Layanan negara Perancis terkena serangan siber dengan “intensitas yang belum pernah terjadi sebelumnya”
Kantor Perdana Menteri Perancis mengumumkan pada hari Senin bahwa serangan dunia maya dengan “intensitas yang belum pernah terjadi sebelumnya” menargetkan beberapa lembaga pemerintah Perancis beberapa bulan sebelum Olimpiade di Paris, tetapi serangan tersebut dapat diatasi.
Dikeluarkan pada: rata-rata:
2 menit
Serangan siber terbaru yang melanda Prancis terjadi setelah peringatan dari penasihat pertahanan Attal pekan lalu bahwa Olimpiade pada bulan Juli dan pemilihan Parlemen Eropa pada bulan Juni bisa menjadi “target penting”.
Kantor Perdana Menteri Gabriel Attal mengatakan beberapa lembaga pemerintah menjadi sasaran, namun tidak memberikan rincian.
Kantor Attal mengatakan: “Banyak fasilitas kementerian menjadi sasaran” pada hari Minggu “menggunakan cara-cara teknis yang lazim, namun dengan intensitas yang belum pernah terjadi sebelumnya.”
Sebuah sumber keamanan mengatakan kepada AFP bahwa serangan-serangan itu “saat ini tidak dikaitkan dengan Rusia,” tersangka yang paling jelas mengingat dukungan Paris terhadap Kiev sejak invasi ke Ukraina.

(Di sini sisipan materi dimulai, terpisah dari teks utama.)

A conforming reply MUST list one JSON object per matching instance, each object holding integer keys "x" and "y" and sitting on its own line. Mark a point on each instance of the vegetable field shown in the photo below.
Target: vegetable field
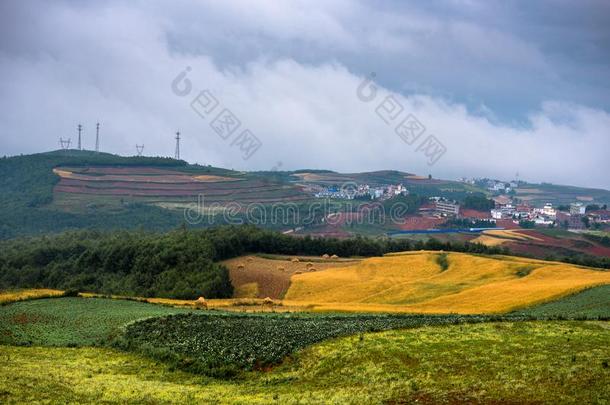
{"x": 224, "y": 344}
{"x": 71, "y": 321}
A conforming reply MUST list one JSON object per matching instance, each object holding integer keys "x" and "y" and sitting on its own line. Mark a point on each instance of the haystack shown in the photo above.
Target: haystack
{"x": 201, "y": 303}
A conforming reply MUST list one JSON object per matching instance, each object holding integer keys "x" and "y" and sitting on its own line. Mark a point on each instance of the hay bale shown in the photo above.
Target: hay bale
{"x": 267, "y": 303}
{"x": 201, "y": 303}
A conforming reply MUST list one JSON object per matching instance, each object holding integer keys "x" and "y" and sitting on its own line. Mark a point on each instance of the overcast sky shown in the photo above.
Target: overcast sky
{"x": 505, "y": 86}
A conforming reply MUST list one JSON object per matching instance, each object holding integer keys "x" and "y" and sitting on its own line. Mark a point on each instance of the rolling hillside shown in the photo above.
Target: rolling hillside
{"x": 73, "y": 189}
{"x": 419, "y": 282}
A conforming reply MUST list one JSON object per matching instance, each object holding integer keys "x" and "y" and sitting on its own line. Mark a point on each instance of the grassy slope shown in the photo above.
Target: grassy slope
{"x": 414, "y": 282}
{"x": 552, "y": 362}
{"x": 591, "y": 302}
{"x": 27, "y": 294}
{"x": 71, "y": 321}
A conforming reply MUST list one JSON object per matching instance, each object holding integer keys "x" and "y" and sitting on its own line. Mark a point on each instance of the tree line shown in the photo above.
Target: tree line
{"x": 182, "y": 263}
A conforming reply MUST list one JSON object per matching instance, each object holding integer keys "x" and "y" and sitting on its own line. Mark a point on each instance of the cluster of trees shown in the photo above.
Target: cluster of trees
{"x": 176, "y": 264}
{"x": 26, "y": 188}
{"x": 182, "y": 263}
{"x": 179, "y": 264}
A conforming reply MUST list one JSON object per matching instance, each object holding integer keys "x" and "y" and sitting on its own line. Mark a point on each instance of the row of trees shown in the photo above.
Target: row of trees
{"x": 179, "y": 264}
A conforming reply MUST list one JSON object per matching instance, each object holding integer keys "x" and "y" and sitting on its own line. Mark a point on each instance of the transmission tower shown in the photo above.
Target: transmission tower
{"x": 177, "y": 154}
{"x": 65, "y": 143}
{"x": 97, "y": 137}
{"x": 80, "y": 128}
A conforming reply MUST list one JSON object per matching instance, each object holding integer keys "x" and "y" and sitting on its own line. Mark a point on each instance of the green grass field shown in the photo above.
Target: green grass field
{"x": 299, "y": 358}
{"x": 528, "y": 362}
{"x": 71, "y": 321}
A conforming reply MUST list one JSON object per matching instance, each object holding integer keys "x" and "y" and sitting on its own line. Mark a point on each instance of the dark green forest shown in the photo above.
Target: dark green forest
{"x": 26, "y": 190}
{"x": 182, "y": 263}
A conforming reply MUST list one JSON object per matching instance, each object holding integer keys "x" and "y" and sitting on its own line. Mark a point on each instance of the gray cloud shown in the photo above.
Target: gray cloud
{"x": 507, "y": 87}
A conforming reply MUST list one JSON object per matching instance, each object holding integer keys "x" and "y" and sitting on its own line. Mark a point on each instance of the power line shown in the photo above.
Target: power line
{"x": 97, "y": 137}
{"x": 65, "y": 143}
{"x": 80, "y": 128}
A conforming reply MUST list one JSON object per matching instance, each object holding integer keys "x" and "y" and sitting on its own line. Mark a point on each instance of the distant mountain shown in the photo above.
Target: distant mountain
{"x": 73, "y": 189}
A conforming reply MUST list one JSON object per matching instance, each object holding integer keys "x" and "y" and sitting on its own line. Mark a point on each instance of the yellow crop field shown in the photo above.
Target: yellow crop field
{"x": 260, "y": 277}
{"x": 20, "y": 295}
{"x": 415, "y": 282}
{"x": 498, "y": 237}
{"x": 213, "y": 179}
{"x": 62, "y": 173}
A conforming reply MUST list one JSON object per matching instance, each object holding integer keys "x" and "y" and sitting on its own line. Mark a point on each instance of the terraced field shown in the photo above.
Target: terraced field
{"x": 172, "y": 185}
{"x": 416, "y": 282}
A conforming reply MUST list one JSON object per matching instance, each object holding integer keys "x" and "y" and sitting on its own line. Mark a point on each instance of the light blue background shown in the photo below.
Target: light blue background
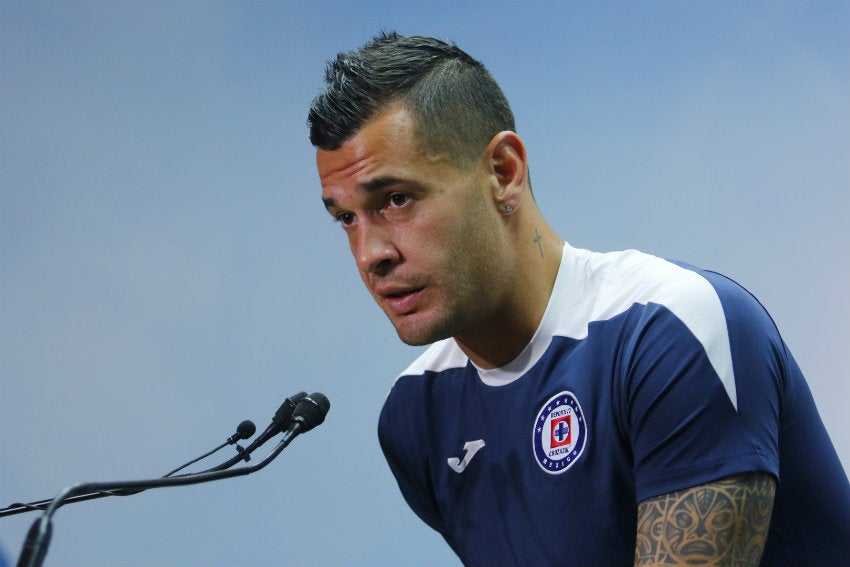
{"x": 167, "y": 268}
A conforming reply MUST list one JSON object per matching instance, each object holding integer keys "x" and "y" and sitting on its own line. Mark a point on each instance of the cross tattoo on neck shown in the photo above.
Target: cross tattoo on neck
{"x": 537, "y": 239}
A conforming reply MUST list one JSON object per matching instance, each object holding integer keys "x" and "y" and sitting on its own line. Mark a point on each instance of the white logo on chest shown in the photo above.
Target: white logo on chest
{"x": 471, "y": 447}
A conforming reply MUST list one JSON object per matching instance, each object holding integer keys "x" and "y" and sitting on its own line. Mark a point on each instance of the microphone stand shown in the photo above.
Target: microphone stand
{"x": 38, "y": 537}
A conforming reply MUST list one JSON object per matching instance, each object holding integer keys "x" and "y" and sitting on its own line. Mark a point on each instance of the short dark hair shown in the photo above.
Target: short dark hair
{"x": 457, "y": 105}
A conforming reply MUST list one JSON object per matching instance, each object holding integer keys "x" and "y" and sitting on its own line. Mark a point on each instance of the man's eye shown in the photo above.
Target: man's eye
{"x": 399, "y": 199}
{"x": 345, "y": 218}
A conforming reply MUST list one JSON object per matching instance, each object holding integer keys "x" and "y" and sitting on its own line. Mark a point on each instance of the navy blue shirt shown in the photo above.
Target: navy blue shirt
{"x": 645, "y": 377}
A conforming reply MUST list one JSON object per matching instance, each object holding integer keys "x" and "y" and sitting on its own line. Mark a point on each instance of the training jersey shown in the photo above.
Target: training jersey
{"x": 644, "y": 377}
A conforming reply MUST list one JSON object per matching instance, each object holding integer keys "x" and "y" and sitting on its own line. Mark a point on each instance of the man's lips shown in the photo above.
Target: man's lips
{"x": 401, "y": 301}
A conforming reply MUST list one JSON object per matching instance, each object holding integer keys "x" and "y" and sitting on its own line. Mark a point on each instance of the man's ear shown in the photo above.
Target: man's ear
{"x": 506, "y": 162}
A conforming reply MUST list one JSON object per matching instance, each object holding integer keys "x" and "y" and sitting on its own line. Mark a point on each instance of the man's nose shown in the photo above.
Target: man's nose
{"x": 373, "y": 250}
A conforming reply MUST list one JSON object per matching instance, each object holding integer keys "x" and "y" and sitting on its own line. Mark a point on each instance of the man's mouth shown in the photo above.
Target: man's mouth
{"x": 402, "y": 302}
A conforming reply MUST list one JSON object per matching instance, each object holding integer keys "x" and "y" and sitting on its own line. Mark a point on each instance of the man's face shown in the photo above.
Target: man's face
{"x": 419, "y": 227}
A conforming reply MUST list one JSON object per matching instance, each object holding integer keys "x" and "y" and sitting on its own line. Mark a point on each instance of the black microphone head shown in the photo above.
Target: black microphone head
{"x": 246, "y": 429}
{"x": 283, "y": 416}
{"x": 311, "y": 411}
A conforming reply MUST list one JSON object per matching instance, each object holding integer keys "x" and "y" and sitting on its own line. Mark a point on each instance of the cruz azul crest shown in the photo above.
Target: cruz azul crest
{"x": 560, "y": 433}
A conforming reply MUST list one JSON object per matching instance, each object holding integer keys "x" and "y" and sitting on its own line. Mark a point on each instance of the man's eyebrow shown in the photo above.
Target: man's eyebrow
{"x": 371, "y": 186}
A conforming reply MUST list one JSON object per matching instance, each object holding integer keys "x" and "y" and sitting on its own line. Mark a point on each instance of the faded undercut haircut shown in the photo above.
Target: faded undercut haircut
{"x": 457, "y": 105}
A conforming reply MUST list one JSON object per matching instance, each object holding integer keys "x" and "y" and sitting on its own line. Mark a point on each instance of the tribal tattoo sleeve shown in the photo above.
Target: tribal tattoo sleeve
{"x": 722, "y": 523}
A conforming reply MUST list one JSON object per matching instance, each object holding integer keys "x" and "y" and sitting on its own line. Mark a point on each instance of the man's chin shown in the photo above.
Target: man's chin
{"x": 418, "y": 333}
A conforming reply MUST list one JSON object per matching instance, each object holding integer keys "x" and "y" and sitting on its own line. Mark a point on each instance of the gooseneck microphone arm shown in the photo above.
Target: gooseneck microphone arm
{"x": 243, "y": 431}
{"x": 308, "y": 413}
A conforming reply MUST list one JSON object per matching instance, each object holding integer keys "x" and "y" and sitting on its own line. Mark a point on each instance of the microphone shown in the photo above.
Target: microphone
{"x": 311, "y": 411}
{"x": 308, "y": 413}
{"x": 280, "y": 422}
{"x": 243, "y": 431}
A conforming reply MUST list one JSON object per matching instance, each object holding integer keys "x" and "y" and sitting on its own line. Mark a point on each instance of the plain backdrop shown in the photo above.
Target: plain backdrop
{"x": 167, "y": 268}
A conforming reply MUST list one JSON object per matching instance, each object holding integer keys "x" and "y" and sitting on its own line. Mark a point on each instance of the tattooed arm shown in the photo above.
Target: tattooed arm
{"x": 722, "y": 523}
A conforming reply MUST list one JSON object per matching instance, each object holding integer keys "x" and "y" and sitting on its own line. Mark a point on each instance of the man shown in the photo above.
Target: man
{"x": 576, "y": 408}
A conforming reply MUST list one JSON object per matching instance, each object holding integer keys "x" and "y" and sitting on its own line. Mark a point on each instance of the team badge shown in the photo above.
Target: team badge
{"x": 560, "y": 433}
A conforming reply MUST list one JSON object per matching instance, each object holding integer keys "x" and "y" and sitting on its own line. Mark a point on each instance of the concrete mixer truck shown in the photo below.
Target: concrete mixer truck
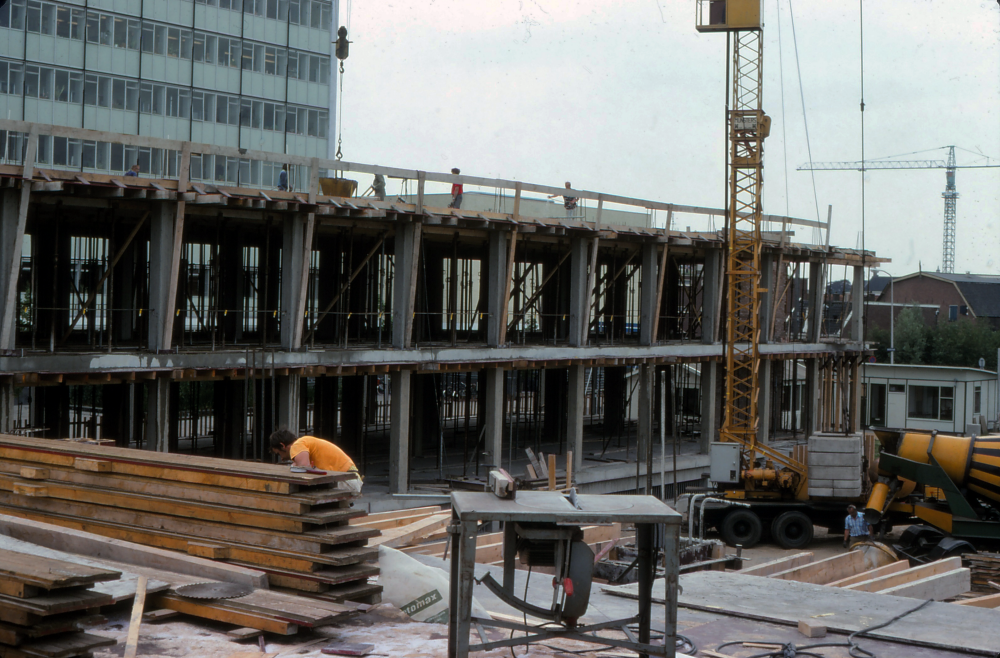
{"x": 951, "y": 483}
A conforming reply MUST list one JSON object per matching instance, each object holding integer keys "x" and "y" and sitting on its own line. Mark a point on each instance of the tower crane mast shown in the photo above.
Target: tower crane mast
{"x": 950, "y": 194}
{"x": 747, "y": 126}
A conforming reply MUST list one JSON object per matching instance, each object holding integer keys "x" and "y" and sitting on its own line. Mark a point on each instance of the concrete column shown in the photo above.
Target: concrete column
{"x": 574, "y": 414}
{"x": 767, "y": 282}
{"x": 711, "y": 296}
{"x": 8, "y": 408}
{"x": 709, "y": 405}
{"x": 811, "y": 402}
{"x": 158, "y": 414}
{"x": 289, "y": 401}
{"x": 579, "y": 296}
{"x": 295, "y": 250}
{"x": 858, "y": 304}
{"x": 645, "y": 410}
{"x": 404, "y": 286}
{"x": 647, "y": 301}
{"x": 496, "y": 270}
{"x": 764, "y": 400}
{"x": 11, "y": 238}
{"x": 493, "y": 423}
{"x": 399, "y": 432}
{"x": 161, "y": 254}
{"x": 817, "y": 285}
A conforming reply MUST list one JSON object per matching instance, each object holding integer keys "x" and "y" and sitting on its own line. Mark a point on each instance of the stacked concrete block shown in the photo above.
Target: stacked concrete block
{"x": 835, "y": 465}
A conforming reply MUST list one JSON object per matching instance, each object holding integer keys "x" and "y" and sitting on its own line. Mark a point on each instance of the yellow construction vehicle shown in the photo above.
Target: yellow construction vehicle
{"x": 951, "y": 483}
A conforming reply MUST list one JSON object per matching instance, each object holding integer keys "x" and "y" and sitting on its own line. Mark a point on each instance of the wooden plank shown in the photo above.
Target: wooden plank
{"x": 937, "y": 587}
{"x": 825, "y": 571}
{"x": 312, "y": 541}
{"x": 891, "y": 568}
{"x": 988, "y": 601}
{"x": 241, "y": 634}
{"x": 48, "y": 573}
{"x": 75, "y": 539}
{"x": 132, "y": 642}
{"x": 218, "y": 612}
{"x": 535, "y": 463}
{"x": 907, "y": 576}
{"x": 297, "y": 503}
{"x": 203, "y": 470}
{"x": 781, "y": 564}
{"x": 60, "y": 646}
{"x": 410, "y": 534}
{"x": 180, "y": 508}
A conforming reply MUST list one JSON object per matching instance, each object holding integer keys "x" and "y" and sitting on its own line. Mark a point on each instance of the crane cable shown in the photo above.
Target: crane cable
{"x": 805, "y": 120}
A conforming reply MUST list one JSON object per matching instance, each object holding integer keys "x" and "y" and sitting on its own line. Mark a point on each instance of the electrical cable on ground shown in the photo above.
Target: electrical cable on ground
{"x": 792, "y": 650}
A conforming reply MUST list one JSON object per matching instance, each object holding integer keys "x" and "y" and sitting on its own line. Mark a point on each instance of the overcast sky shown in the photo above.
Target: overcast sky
{"x": 627, "y": 98}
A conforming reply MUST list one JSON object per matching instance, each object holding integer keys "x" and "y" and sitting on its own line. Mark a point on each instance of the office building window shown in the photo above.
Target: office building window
{"x": 12, "y": 14}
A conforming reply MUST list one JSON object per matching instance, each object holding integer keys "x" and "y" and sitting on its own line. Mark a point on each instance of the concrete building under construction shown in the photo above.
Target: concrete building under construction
{"x": 185, "y": 314}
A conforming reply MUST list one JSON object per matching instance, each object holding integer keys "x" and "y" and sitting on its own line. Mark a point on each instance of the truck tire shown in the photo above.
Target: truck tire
{"x": 741, "y": 527}
{"x": 792, "y": 530}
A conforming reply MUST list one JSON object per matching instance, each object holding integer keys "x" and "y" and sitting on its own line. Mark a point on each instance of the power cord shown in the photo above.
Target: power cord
{"x": 791, "y": 650}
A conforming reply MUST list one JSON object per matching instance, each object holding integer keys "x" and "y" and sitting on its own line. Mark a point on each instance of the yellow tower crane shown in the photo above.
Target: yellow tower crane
{"x": 747, "y": 127}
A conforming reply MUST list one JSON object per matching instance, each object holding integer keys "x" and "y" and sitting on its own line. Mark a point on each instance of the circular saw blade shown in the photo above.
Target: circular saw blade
{"x": 213, "y": 590}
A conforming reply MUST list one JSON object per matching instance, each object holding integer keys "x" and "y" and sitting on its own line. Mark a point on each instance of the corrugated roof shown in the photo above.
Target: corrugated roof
{"x": 983, "y": 296}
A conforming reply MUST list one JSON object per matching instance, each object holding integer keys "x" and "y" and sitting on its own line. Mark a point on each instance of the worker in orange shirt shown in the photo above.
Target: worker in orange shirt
{"x": 312, "y": 452}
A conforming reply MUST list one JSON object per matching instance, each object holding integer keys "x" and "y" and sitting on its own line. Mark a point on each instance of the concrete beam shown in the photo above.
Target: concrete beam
{"x": 494, "y": 416}
{"x": 399, "y": 431}
{"x": 574, "y": 414}
{"x": 431, "y": 357}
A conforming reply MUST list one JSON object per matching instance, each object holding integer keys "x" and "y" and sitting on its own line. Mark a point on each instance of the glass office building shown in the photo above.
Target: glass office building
{"x": 252, "y": 74}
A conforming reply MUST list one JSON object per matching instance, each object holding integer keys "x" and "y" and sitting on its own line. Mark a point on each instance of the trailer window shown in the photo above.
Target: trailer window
{"x": 931, "y": 402}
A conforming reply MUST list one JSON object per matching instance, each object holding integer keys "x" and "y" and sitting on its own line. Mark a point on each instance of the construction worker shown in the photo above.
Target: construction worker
{"x": 312, "y": 452}
{"x": 856, "y": 529}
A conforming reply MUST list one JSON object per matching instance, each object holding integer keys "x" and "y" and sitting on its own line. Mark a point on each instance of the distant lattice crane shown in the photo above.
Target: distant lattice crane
{"x": 950, "y": 194}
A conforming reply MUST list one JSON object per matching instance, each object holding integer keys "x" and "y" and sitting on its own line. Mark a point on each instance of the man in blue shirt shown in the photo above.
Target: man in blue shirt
{"x": 855, "y": 527}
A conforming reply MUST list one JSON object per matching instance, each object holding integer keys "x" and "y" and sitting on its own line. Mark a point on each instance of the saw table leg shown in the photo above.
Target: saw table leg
{"x": 466, "y": 554}
{"x": 509, "y": 554}
{"x": 671, "y": 568}
{"x": 644, "y": 544}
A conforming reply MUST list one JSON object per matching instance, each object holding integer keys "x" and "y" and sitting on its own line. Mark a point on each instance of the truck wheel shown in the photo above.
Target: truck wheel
{"x": 792, "y": 530}
{"x": 741, "y": 527}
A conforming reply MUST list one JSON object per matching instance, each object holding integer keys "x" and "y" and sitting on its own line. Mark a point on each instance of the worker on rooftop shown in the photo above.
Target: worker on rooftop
{"x": 315, "y": 453}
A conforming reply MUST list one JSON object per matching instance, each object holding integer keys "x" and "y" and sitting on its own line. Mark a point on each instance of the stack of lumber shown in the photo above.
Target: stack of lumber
{"x": 262, "y": 610}
{"x": 985, "y": 569}
{"x": 293, "y": 526}
{"x": 944, "y": 579}
{"x": 835, "y": 466}
{"x": 42, "y": 601}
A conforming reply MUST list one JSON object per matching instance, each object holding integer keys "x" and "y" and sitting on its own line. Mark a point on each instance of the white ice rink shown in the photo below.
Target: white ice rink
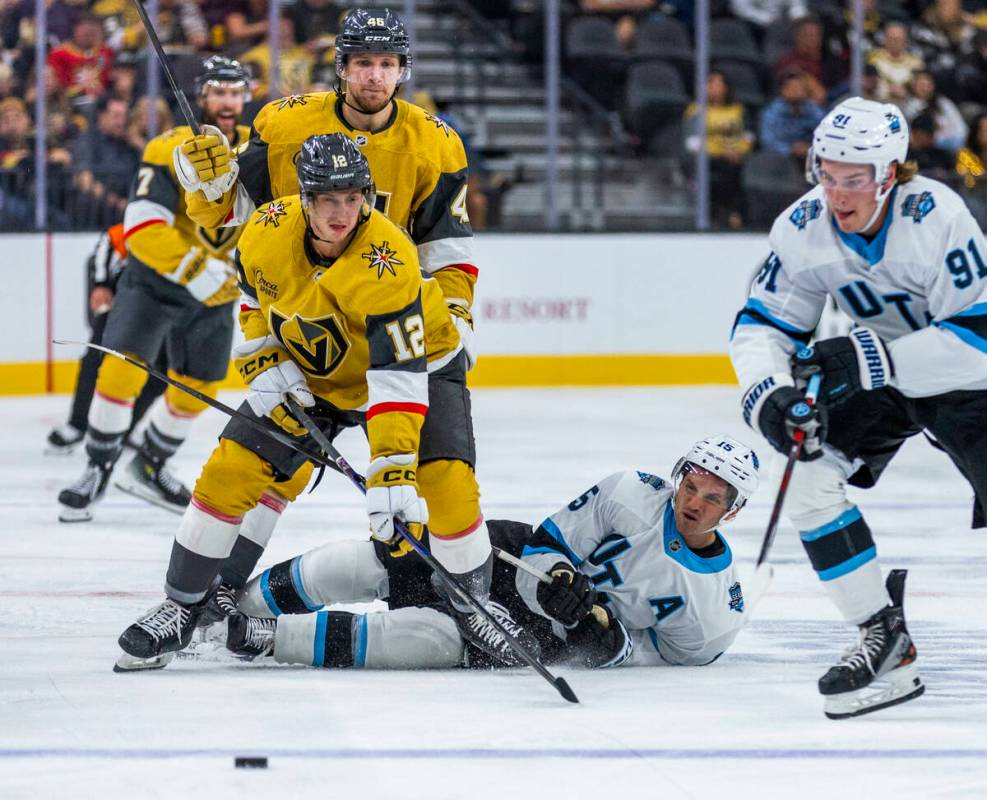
{"x": 750, "y": 725}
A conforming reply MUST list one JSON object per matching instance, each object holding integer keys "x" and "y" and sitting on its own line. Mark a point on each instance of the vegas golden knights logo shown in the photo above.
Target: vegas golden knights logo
{"x": 318, "y": 345}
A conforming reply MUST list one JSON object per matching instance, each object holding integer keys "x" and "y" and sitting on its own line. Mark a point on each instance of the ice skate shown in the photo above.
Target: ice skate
{"x": 78, "y": 499}
{"x": 154, "y": 483}
{"x": 64, "y": 440}
{"x": 881, "y": 670}
{"x": 496, "y": 651}
{"x": 164, "y": 629}
{"x": 250, "y": 637}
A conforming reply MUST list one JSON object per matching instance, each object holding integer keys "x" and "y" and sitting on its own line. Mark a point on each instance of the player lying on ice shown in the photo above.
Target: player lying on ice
{"x": 639, "y": 575}
{"x": 902, "y": 255}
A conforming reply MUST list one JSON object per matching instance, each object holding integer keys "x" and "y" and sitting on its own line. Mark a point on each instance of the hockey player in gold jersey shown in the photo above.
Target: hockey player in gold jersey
{"x": 336, "y": 315}
{"x": 418, "y": 161}
{"x": 176, "y": 293}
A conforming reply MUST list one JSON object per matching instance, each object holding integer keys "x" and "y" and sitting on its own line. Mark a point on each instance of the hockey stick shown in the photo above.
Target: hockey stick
{"x": 183, "y": 104}
{"x": 763, "y": 571}
{"x": 343, "y": 466}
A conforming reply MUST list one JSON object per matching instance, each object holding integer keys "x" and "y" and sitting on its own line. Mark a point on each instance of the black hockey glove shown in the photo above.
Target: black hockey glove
{"x": 849, "y": 364}
{"x": 782, "y": 412}
{"x": 600, "y": 640}
{"x": 569, "y": 597}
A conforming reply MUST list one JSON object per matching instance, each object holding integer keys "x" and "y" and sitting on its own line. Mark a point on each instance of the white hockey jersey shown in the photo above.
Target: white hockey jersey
{"x": 678, "y": 607}
{"x": 921, "y": 284}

Staf Perdana Menteri menambahkan bahwa “sel krisis telah diaktifkan untuk melakukan tindakan penanggulangan,” yang berarti “dampak serangan ini terhadap sebagian besar layanan telah berkurang dan akses ke situs web pemerintah telah dipulihkan.”
Layanan khusus termasuk badan keamanan informasi ANSSI “melakukan tindakan penyaringan hingga serangan berakhir.”
Beberapa kelompok peretas telah mengaku bertanggung jawab atas serangan terhadap Telegram, sebuah aplikasi perpesanan, termasuk aplikasi yang menamakan dirinya Anonymous Sudan yang mengatakan pihaknya meluncurkan serangan penolakan layanan terdistribusi (DDoS) terhadap infrastruktur jaringan pemerintah Prancis.
Kelompok tersebut, yang memasang avatar topeng Guy Fawkes di depan pemandangan gurun dengan piramida, mengatakan: “Kami melakukan serangan siber besar-besaran… Kerusakannya akan meluas.”
Guy Fawkes terkenal karena rencana peledakan Parlemen Inggris pada tahun 1605, dan citranya menjadi simbol protes revolusioner yang tersebar luas.
“Banyak sektor pemerintahan digital yang terkena dampaknya, termasuk situs web yang sangat penting, dengan subdomainnya,” tambahnya.
Anonymous Sudan adalah kelompok terkenal yang melakukan serangan tahun lalu terhadap situs web di negara-negara termasuk Swedia, Denmark dan Israel.
Kelompok tersebut, yang diduga berbasis di Sudan, mengatakan bahwa mereka menargetkan apa yang mereka anggap sebagai aktivitas anti-Muslim, dengan beberapa indikasi simpati pro-Rusia.
Situs web khusus “Nomerama” mengatakan bahwa motif “Anonymous Sudan” secara spesifik “tidak jelas”, dan menambahkan bahwa mereka memiliki rekam jejak yang panjang dalam “menargetkan musuh yang diidentifikasi oleh Moskow.”
Serangan DDoS melibatkan penggunaan komputer atau jaringan komputer untuk mengirimkan permintaan dalam jumlah besar ke sistem target, sehingga melampaui kemampuannya untuk merespons pengguna yang sah.
Menurut perusahaan keamanan siber Amerika, Cloudflare, Anonymous Sudan adalah salah satu dari banyak kelompok yang menggunakan serangan DDoS dan organisasi dapat melindungi diri mereka dari metode tersebut.
Serangan siber terbaru ini juga mengikuti seruan Menteri Pertahanan Sebastien Lecornu bulan lalu untuk memperkuat perlindungan terhadap “sabotase dan serangan siber” yang dilakukan Rusia, dalam sebuah memo internal yang dilihat oleh AFP yang mengatakan bahwa kementeriannya berada di urutan teratas dalam daftar target Moskow.